La Terrasse

"La culture est une résistance à la distraction" Pasolini

Théâtre - Critique

La Mégère apprivoisée

La Mégère apprivoisée - Critique sortie Théâtre Paris Théâtre de la Ville
La Mégère prise au piège du mariage. © Brigitte Enguérand

Théâtre de la Ville / Les Gémeaux / de Shakespeare / mes Mélanie Leray

Publié le 26 février 2015 - N° 230

La Mégère apprivoisée dirigée par Mélanie Leray fourmille d’idées et mêle note farcesque et propos incisifs sur les représentations de la femme. 

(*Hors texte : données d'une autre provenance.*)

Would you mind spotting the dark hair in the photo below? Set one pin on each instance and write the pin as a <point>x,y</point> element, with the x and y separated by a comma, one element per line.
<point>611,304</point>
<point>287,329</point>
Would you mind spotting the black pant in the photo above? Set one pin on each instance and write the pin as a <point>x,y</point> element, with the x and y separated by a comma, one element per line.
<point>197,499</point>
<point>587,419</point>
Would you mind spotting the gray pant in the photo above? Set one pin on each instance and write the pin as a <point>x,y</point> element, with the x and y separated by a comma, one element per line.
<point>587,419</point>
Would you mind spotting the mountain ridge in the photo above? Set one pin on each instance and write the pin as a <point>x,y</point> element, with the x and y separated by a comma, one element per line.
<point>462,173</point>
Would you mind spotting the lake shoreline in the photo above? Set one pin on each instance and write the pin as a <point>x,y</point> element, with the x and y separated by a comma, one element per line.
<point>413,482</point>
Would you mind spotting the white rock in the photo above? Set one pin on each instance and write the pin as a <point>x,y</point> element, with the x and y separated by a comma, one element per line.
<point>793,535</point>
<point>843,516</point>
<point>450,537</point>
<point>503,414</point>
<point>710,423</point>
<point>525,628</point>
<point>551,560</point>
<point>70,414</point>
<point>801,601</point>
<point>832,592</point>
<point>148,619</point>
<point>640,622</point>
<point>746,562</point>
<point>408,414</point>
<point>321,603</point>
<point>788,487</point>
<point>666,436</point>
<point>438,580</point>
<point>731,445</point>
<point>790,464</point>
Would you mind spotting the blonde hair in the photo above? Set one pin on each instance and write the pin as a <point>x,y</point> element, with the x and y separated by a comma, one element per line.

La Mégère apprivoisée est une pièce complexe, paradoxale : que veut dire Shakespeare dans cette comédie de jeunesse en faisant rire de la cruelle mise au pas d’une femme insoumise ? Petruccio y marie Catherine et la dompte. Catherine est pourtant une femme au caractère bien trempé, du type de celles que certains se plaisent à qualifier de mégère parce qu’elles revendiquent trop. Mais quelques semaines d’union suffiront  à Petruccio, homme en apparence pas des plus fins, pour transformer la furie en bien docile petite chatte – Petruccio n’a d’ailleurs de cesse, comme pour l’amputer, de l’appeler Cat. Voilà pour l’argument principal d’une pièce qui déploie par ailleurs les habituels procédés de la comédie shakespearienne : mise en abyme, tromperies, insultes et grivoiseries… La mise en scène de Mélanie Leray s’en empare avec gourmandise et développe une note farcesque souvent drôlissime conjuguée à un propos très parlant sur la place et les représentations de la femme dans la société.

Scolaires scotchés

Tout commence en tragédie, avec un discours d’Elisabeth Ière  à ses troupes – elle était paradoxalement en cette période patriarcale celle qui dirigeait seule l’Angleterre – : un discours invoquant Dieu, sa patrie et son peuple. En ces temps d’après Charlie, on tremble un peu face à une telle parole politique tandis que le rideau s’ouvre lentement sur une vidéo en gros plan tapissant le fond de scène : sur un plateau tournant comme suppliciée en place publique, une bride enfoncée dans sa bouche qui l’étrangle et la muselle, c’est la Mégère. Image terrible et lente qui fait aussitôt place dans un brusque changement de rythme et de ton, à la présentation des personnages de la pièce à venir, façon série télé, débit rapide et débile du présentateur sur un fond de formes et de couleurs psychédéliques très années 70. On ne sait plus trop où donner de la tête et l’énergique, électrique et éclectique troupe de très bons comédiens se charge alors brillamment de ne jamais laisser le spectateur poser pied à terre. Dans cette somptueuse cavalcade, les caractères sont parfois difficiles à cerner, les situations basculent (un peu) rapidement mais la nouvelle traduction de Delphine Lemonnier-Texier colle au plateau et à la langue d’aujourd’hui. La scénographie est belle et ingénieuse, l’utilisation de la vidéo sans cesse renouvelée joue avec les codes actuels de l’image, le jeu est tenu tout en fourmillant d’idées… Avec cette comédie tout en subtilités, Shakespeare nous balade et Leray se l’approprie très intelligemment…. Mentionnons le plaisir jubilatoire d’une salle aux trois-quarts remplie de scolaires, scotchés de bout en bout lors de cette première à L’apostrophe.

Eric Demey

A propos de l'événement

La Mégère apprivoisée
du mercredi 4 mars 2015 au vendredi 20 mars 2015
Théâtre de la Ville
2 Place du Châtelet, 75001 Paris, France

20h30, le dimanche à 15h, relâche le lundi. Tel : 01 42 74 22 77. Les Gémeaux / Scène Nationale, 49 avenue Georges Clémenceau, 92330 Sceaux. Du 24 au 28 mars à 20h45, le 29 à 17h. Tél : 01 46 61 36 67. Durée : 2h20. Spectacle vu à L'apostrophe à Cergy.